I haven't had Black Skirts in years but I do seem to remember them as being more aggressive than other Tetra. See how they do with just the two of them. If they are aggressive toward the other fish then get more so the aggression stays within the shoal.

While I believe in proper shoals, I was given two Head and Taillight Tetra. Jasper and Amelia were active but non-aggressive with just the two of them for two years. Maybe because they were the largest fish in the tank? Unfortunately, Amelia recently died so I'm getting Jasper a proper shoal.


----------



## lilnaugrim (Mar 27, 2013)

What size tank is it?

But yeah, Skirts can be temperamental. Some are okay and some are just plain mean. I think if you have more of any shoaling species, they tend to be more focused on their own species versus the other fish in the tank. That goes for fish like Tiger Barbs, other dime-bodied Tetras, and danios. But, it's always limited on how big the tank is, I'm going to assume it's a 10g? If so, I would not recommend them in a tank smaller than a 20 long or 29. They do get to be pretty big.

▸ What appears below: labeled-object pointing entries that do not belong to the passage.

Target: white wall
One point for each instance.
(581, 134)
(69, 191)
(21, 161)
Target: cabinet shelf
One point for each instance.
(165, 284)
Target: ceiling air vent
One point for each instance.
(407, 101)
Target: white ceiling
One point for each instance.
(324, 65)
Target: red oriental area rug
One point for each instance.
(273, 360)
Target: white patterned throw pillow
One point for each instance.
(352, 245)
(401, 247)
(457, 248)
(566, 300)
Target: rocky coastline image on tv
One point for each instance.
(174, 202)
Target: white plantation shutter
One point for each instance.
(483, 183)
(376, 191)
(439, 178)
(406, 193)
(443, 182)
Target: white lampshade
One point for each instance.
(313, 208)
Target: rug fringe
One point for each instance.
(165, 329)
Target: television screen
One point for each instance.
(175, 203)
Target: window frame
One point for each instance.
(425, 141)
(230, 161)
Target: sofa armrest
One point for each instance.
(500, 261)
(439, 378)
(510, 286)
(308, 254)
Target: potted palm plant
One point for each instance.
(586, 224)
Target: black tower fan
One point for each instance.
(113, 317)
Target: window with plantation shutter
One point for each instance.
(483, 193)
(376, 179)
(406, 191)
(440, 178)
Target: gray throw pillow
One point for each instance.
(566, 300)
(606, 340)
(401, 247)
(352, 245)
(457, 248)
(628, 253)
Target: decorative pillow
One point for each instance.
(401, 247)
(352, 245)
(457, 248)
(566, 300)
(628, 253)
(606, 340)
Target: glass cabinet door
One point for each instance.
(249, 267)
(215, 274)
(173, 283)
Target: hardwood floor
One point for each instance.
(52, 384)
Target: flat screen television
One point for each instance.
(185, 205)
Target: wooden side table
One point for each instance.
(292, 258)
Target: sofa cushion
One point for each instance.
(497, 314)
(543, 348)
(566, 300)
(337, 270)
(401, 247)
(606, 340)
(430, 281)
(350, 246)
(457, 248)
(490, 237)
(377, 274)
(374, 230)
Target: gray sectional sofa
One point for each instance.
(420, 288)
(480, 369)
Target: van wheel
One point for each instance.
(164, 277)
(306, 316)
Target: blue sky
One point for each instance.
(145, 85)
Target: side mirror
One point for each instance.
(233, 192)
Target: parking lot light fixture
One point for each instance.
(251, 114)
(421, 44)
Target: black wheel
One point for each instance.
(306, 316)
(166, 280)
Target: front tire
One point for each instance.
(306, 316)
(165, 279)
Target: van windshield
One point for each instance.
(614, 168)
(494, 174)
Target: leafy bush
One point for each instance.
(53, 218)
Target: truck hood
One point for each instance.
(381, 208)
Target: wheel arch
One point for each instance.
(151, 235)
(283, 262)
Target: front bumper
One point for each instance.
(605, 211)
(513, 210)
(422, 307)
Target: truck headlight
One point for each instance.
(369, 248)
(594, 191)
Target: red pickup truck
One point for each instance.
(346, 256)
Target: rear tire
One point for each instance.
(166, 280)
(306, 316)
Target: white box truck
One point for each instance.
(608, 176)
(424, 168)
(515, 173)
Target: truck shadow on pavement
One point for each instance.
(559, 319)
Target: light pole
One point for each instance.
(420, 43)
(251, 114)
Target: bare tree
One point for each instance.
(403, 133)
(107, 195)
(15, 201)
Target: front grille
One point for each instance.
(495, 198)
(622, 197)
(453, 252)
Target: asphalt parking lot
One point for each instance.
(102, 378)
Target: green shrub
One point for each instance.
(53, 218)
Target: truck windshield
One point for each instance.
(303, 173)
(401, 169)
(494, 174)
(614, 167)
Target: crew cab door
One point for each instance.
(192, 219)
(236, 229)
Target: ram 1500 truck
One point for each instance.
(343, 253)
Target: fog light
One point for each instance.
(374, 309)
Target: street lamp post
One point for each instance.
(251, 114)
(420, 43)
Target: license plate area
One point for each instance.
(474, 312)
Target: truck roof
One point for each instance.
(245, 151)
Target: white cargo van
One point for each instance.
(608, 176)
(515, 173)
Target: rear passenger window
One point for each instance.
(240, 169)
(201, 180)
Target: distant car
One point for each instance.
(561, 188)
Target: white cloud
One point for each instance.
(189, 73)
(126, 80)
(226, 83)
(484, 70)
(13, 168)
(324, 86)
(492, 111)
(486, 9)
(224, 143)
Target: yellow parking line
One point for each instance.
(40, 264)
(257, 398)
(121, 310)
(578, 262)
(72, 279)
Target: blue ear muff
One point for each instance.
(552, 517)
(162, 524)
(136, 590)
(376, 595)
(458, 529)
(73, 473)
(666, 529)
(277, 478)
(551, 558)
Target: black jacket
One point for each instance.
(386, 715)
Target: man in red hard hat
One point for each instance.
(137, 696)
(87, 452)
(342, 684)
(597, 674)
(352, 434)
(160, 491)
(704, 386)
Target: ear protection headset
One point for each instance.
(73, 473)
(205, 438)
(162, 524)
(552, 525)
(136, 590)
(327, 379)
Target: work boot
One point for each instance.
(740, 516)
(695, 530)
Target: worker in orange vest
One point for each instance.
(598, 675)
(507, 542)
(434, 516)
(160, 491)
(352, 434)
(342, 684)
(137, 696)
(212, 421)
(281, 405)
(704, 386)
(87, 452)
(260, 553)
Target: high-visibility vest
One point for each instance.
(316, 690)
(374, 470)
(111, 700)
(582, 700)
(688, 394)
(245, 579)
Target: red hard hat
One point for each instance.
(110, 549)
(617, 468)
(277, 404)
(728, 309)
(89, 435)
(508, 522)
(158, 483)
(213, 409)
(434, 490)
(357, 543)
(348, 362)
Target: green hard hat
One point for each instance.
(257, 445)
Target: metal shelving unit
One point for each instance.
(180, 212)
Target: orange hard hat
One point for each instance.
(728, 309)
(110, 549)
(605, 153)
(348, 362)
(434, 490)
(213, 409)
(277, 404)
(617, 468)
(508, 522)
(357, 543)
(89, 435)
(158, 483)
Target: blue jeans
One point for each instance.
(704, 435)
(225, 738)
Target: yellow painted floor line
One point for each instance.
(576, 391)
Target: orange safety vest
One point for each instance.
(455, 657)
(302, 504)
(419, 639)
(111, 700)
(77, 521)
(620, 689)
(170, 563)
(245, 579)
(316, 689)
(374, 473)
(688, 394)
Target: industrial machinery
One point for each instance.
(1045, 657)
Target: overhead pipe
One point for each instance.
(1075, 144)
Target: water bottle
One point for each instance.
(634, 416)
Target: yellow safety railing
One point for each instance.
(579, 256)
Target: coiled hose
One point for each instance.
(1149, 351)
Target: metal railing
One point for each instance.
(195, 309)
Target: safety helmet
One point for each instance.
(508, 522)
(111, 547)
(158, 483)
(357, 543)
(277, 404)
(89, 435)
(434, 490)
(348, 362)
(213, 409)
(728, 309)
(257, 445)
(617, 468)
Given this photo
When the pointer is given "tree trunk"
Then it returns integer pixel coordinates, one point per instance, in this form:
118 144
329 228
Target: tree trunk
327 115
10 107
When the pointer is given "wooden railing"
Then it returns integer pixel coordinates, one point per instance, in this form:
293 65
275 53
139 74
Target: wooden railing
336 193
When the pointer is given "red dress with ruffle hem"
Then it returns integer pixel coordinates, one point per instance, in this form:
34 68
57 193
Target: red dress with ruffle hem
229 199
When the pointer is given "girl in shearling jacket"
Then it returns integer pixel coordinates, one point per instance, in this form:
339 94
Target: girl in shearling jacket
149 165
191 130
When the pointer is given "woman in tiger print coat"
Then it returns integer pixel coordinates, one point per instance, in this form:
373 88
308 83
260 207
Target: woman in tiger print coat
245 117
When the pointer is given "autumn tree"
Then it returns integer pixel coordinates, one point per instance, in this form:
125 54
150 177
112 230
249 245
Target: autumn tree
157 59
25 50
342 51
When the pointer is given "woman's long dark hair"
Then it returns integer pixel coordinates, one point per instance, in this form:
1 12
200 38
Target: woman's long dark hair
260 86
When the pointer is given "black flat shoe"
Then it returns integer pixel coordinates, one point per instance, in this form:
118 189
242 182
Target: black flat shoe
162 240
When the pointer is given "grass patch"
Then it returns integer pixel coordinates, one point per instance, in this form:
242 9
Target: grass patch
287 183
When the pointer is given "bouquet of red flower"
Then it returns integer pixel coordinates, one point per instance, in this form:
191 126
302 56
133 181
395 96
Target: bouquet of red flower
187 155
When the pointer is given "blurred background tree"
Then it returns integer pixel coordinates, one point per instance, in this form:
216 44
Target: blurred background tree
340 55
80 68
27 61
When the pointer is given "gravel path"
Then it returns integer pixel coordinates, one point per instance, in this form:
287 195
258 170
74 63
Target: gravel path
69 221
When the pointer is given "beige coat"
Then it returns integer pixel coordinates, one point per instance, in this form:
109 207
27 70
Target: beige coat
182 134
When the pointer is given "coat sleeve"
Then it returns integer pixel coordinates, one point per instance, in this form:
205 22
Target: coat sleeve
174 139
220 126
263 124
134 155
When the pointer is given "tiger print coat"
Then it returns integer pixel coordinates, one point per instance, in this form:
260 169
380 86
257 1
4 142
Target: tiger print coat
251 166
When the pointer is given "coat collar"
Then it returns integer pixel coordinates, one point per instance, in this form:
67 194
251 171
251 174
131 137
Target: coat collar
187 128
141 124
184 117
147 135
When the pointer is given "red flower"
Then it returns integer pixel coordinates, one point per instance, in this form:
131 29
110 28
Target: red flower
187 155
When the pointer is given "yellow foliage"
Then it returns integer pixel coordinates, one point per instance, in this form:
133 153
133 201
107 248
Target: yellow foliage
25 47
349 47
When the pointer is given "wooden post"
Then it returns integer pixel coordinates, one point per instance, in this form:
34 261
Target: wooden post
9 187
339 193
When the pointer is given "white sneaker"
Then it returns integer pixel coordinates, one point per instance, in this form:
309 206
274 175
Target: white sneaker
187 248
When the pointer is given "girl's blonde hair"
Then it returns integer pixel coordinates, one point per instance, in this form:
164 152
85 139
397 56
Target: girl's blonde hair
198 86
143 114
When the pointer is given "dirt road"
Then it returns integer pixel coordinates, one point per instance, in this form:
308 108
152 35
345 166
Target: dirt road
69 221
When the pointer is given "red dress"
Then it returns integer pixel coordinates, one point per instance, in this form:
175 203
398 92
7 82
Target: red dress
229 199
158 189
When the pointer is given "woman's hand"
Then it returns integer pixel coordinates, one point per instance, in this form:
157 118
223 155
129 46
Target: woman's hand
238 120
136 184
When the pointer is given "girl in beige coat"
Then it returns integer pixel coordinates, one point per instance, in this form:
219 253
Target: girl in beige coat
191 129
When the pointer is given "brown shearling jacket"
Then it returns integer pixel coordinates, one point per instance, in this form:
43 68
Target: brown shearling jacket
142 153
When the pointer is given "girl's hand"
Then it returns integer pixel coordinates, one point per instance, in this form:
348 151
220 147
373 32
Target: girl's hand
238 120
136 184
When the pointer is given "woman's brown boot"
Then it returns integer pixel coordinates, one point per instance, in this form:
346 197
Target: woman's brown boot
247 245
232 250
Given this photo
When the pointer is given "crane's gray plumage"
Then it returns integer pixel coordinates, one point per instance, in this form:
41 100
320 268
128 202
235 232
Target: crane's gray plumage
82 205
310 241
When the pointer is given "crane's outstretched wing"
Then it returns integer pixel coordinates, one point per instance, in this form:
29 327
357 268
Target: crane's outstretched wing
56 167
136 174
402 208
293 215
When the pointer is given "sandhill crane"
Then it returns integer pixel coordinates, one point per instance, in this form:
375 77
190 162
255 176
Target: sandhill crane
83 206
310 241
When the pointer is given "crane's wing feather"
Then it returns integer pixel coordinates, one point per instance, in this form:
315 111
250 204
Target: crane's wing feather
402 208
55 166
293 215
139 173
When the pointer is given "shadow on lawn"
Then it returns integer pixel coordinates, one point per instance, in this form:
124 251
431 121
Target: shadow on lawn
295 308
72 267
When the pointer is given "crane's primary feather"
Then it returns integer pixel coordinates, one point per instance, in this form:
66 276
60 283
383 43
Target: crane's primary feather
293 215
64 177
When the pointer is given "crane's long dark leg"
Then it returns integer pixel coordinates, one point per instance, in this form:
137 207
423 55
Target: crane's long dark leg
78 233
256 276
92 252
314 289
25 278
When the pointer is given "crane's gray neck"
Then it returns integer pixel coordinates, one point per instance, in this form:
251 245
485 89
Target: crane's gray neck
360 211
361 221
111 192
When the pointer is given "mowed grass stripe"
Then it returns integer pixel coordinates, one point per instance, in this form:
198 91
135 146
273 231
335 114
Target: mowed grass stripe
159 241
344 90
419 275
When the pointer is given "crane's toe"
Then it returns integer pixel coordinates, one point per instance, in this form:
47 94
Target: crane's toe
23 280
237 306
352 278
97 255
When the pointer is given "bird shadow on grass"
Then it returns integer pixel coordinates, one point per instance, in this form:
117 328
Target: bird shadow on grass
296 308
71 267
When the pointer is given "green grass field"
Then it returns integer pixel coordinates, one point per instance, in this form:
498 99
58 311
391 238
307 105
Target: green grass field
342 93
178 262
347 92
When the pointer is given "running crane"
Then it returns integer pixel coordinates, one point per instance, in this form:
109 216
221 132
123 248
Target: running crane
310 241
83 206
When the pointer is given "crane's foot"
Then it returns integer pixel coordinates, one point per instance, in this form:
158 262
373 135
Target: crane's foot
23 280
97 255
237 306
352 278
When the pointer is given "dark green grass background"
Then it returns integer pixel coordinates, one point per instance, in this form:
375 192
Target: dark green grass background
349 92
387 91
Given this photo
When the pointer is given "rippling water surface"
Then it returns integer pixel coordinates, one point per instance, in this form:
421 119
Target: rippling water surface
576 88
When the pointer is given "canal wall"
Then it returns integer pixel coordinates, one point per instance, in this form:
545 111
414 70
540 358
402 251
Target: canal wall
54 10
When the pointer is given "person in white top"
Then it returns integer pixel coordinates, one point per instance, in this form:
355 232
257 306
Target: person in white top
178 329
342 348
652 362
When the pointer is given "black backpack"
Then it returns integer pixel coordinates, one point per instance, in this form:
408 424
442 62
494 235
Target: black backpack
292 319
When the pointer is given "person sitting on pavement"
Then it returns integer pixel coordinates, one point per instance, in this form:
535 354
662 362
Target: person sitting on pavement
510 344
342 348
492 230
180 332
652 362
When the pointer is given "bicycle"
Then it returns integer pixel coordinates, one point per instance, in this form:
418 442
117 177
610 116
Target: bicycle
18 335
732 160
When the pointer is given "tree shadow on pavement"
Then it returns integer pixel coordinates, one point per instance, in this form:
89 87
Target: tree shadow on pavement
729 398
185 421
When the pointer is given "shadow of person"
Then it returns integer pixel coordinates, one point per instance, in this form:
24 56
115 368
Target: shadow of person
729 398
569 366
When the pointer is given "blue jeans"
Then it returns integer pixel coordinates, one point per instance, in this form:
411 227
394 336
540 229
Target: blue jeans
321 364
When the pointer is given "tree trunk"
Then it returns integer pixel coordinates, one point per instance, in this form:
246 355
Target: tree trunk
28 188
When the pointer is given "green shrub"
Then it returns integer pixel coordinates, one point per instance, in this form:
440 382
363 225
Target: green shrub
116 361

I would recommend instead some Cherry Barbs (non nippy) or Rasboras of any kind. They stay smaller and use different levels in the tank than your platy do which makes for a nice peaceful tank!

As for the snail, depends on what kind. I'll assume you want a Mystery snail and it's a 10g tank, if so, it'd be okay, you'd just have to supplement the feeding for the snail. Platy's are voracious eaters and will eat everything and even take food from the snail so it might be difficult to feed properly. Supplement green algae will also be necessary for them too. Mystery snails are big poopers as are your platy so I wouldn't recommend it unless it's bigger than a 10g. Otherwise, you'll be cleaning out poop left and right!


----------



## Cupkayke (Jul 27, 2016)

RussellTheShihTzu said:


> I haven't had Black Skirts in years but I do seem to remember them as being more aggressive than other Tetra. See how they do with just the two of them. If they are aggressive toward the other fish then get more so the aggression stays within the shoal.
> 
> While I believe in proper shoals, I was given two Head and Taillight Tetra. Jasper and Amelia were active but non-aggressive with just the two of them for two years. Maybe because they were the largest fish in the tank? Unfortunately, Amelia recently died so I'm getting Jasper a proper shoal.





lilnaugrim said:


> What size tank is it?
> 
> But yeah, Skirts can be temperamental. Some are okay and some are just plain mean. I think if you have more of any shoaling species, they tend to be more focused on their own species versus the other fish in the tank. That goes for fish like Tiger Barbs, other dime-bodied Tetras, and danios. But, it's always limited on how big the tank is, I'm going to assume it's a 10g? If so, I would not recommend them in a tank smaller than a 20 long or 29. They do get to be pretty big.
> 
> ...


Thanks, it is a 10 g. Because my platy are so messy I find myself doing water changes every 3 or 4 days anyway because the water gets so cloudy so quickly, I even have 2 filters in there. As I already have them I will be moving the BST to a 20 long, but I was told by a friend they could live in 2s so I thought I could get away with a 10 g, I have since learned they need a shoal of 5 or more. They still haven't shown any sign of aggression but I was worried they'd pick on the future snail since it's so slow moving.

I personally believe they _could_ live in 2s, but mine are still showing signs of stressed after being moved out of their tank of BST and Neons to my tank of platy, so I'm going to pick up some more and see if that helps the poor little guys.


----------